Original version by Martin Jones @mojones:
https://gist.github.com/mojones/b809ba565c93feb8d44becc7b93e37c6
Usage:
ann_evolve.py [-h] [--generations GENERATIONS] [--population POPULATION]
[--mu MUTATION_RATE] [--bottleneck BOTTLENECK] [--processes PROCESSORS]
[--output OUTPUT_FILE] [--objective OBJECTIVE] [--repetitions REPETITIONS]
[--turns TURNS] [--noise NOISE] [--nmoran NMORAN]
[--features FEATURES] [--hidden HIDDEN] [--mu_distance DISTANCE]
Options:
-h --help Show help
--generations GENERATIONS Generations to run the EA [default: 500]
--population POPULATION Starting population size [default: 10]
--mu MUTATION_RATE Mutation rate [default: 0.1]
--bottleneck BOTTLENECK Number of individuals to keep from each generation [default: 5]
--processes PROCESSES Number of processes to use [default: 1]
--output OUTPUT_FILE File to write data to [default: ann_weights.csv]

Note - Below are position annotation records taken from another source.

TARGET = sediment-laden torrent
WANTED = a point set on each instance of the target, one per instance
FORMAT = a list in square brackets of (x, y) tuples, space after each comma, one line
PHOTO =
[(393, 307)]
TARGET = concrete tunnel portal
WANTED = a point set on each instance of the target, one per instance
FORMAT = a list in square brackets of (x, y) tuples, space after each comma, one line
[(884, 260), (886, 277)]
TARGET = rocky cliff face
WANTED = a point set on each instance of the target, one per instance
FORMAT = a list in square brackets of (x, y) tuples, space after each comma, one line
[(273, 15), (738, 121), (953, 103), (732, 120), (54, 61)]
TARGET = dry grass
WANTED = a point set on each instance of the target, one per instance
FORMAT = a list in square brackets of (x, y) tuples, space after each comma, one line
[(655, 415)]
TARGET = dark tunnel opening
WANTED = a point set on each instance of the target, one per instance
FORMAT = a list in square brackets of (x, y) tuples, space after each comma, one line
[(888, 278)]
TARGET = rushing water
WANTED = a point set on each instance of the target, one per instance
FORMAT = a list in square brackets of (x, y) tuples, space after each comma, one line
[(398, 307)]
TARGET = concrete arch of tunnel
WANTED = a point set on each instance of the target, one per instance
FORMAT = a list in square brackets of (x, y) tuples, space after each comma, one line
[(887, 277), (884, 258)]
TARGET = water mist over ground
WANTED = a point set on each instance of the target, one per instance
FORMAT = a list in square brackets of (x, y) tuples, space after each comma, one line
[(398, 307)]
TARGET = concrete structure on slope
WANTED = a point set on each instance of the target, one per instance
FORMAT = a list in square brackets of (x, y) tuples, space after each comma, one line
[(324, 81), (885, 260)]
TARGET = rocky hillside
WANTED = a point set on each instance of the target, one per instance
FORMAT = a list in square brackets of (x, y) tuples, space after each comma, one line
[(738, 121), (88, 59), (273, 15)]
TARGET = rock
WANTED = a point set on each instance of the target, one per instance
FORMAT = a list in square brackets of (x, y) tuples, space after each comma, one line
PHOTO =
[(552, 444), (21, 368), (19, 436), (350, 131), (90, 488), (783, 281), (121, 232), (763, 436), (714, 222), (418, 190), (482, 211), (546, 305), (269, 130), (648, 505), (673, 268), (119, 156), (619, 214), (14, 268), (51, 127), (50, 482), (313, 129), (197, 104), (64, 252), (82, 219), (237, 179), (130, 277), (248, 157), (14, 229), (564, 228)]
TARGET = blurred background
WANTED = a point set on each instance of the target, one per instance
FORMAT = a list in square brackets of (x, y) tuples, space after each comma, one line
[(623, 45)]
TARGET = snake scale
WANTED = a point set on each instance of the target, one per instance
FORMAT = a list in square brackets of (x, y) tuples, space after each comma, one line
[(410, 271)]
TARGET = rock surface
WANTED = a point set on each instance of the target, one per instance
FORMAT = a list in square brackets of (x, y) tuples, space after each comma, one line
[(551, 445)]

--objective OBJECTIVE Objective function [default: score]
--repetitions REPETITIONS Repetitions in objective [default: 100]
--turns TURNS Turns in each match [default: 200]
--noise NOISE Match noise [default: 0.00]
--nmoran NMORAN Moran Population Size, if Moran objective [default: 4]
--features FEATURES Number of ANN features [default: 17]
--hidden HIDDEN Number of hidden nodes [default: 10]
--mu_distance DISTANCE Delta max for weights updates [default: 5]
$ python fsm_evolve.py -h
Finite State Machine Evolver
Usage:
fsm_evolve.py [-h] [--generations GENERATIONS] [--population POPULATION]
[--mu MUTATION_RATE] [--bottleneck BOTTLENECK] [--processes PROCESSORS]
[--output OUTPUT_FILE] [--objective OBJECTIVE] [--repetitions REPETITIONS]
[--turns TURNS] [--noise NOISE] [--nmoran NMORAN]
[--states NUM_STATES]
Options:
-h --help Show help
--generations GENERATIONS Generations to run the EA [default: 500]
--population POPULATION Population size [default: 40]
--mu MUTATION_RATE Mutation rate [default: 0.1]
--bottleneck BOTTLENECK Number of individuals to keep from each generation [default: 10]
--processes PROCESSES Number of processes to use [default: 1]
--output OUTPUT_FILE File to write data to [default: fsm_tables.csv]
--objective OBJECTIVE Objective function [default: score]
--repetitions REPETITIONS Repetitions in objective [default: 100]
--turns TURNS Turns in each match [default: 200]
--noise NOISE Match noise [default: 0.00]
--nmoran NMORAN Moran Population Size, if Moran objective [default: 4]
--states NUM_STATES Number of FSM states [default: 8]
Hidden Markov Model
$ python hmm_evolve.py -h
Hidden Markov Model Evolver
Usage:
fsm_evolve.py [-h] [--generations GENERATIONS] [--population POPULATION]
[--mu MUTATION_RATE] [--bottleneck BOTTLENECK] [--processes PROCESSORS]
[--output OUTPUT_FILE] [--objective OBJECTIVE] [--repetitions REPETITIONS]
[--turns TURNS] [--noise NOISE] [--nmoran NMORAN]
[--states NUM_STATES]
Options:
-h --help Show help
--generations GENERATIONS Generations to run the EA [default: 500]
--population POPULATION Population size [default: 40]
--mu MUTATION_RATE Mutation rate [default: 0.1]
--bottleneck BOTTLENECK Number of individuals to keep from each generation [default: 10]
--processes PROCESSES Number of processes to use [default: 1]
--output OUTPUT_FILE File to write data to [default: fsm_tables.csv]
--objective OBJECTIVE Objective function [default: score]
--repetitions REPETITIONS Repetitions in objective [default: 100]
--turns TURNS Turns in each match [default: 200]
--noise NOISE Match noise [default: 0.00]
--nmoran NMORAN Moran Population Size, if Moran objective [default: 4]
--states NUM_STATES Number of FSM states [default: 5]
- What's the best table for n1, n2, m for LookerUp and PSOGambler? What's the smallest value of the parameters that gives good results?
- Similarly what's the optimal number of states for a finite state machine strategy?
- What's the best table against parameterized strategies? For example, if the opponents are `[RandomPlayer(x) for x in np.arange(0, 1, 0.01)], what lookup table is best? Is it much different from the generic table?
- Are there other features that would improve the performance of EvolvedANN?